Hundvåko Hundvåkøy (unofficial)
- Interactive map of the island

Geography
- Location: Vestland, Norway
- Coordinates: 60°07′23″N 5°08′37″E﻿ / ﻿60.1231°N 5.1437°E
- Archipelago: Austevoll
- Area: 10.7 km^{2} (4.1 sq mi)
- Length: 6.9 km (4.29 mi)
- Width: 2.4 km (1.49 mi)
- Highest elevation: 76 m (249 ft)
- Highest point: Kongsvarden

Administration
- Norway
- County: Vestland
- Municipality: Austevoll Municipality

Demographics
- Population: 671 (2017)

= Hundvåko =

Island in Vestland, Norway

Hundvåko is an island in Austevoll Municipality in Vestland county, Norway. The 10.7 km2 island lies southeast of the island of Storakalsøy and northwest of the large island of Huftarøy. There are bridge connections to both of those islands.

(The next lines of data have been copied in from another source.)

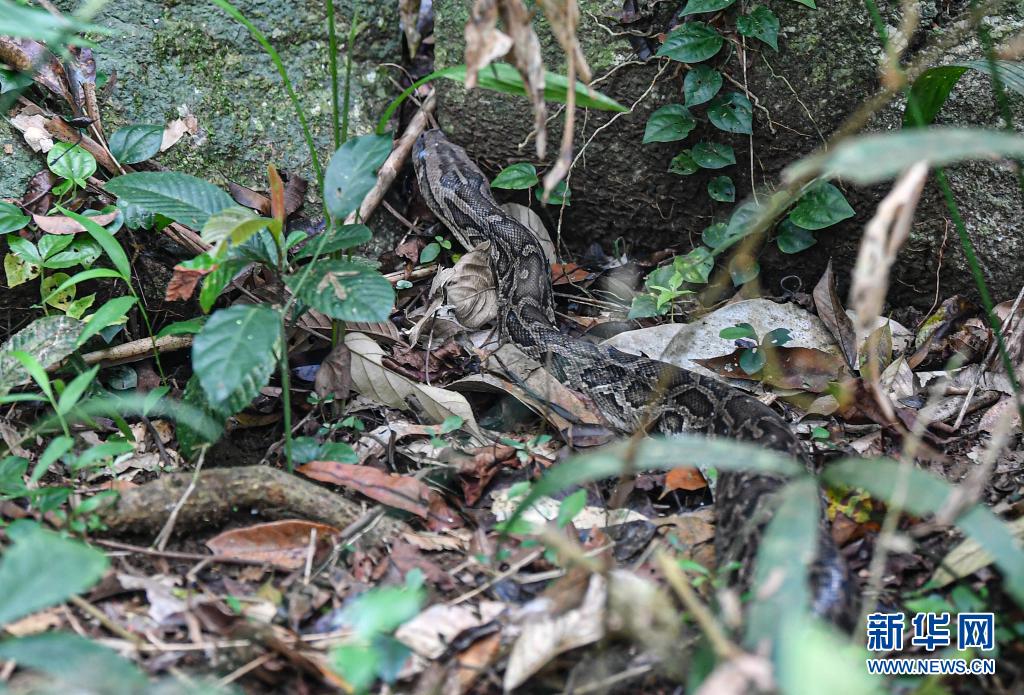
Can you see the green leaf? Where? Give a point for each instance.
(655, 453)
(760, 24)
(108, 314)
(345, 290)
(184, 199)
(236, 224)
(793, 240)
(822, 206)
(71, 162)
(700, 85)
(352, 173)
(698, 6)
(132, 144)
(879, 157)
(43, 568)
(670, 123)
(338, 239)
(722, 188)
(186, 328)
(105, 240)
(784, 553)
(691, 42)
(516, 177)
(49, 339)
(570, 507)
(714, 155)
(11, 218)
(77, 663)
(752, 360)
(731, 113)
(738, 331)
(235, 354)
(927, 494)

The main population centres on Hundvåko are the villages of Austevollshella and Toranger. The island has a population (in 2017) of 671 inhabitants.

The island is rocky and barren with few forested areas and much heathland. There are flocks of wild spælsau sheep that live year-round on the island in the heathland. This breed of sheep has roamed on the island since Viking times.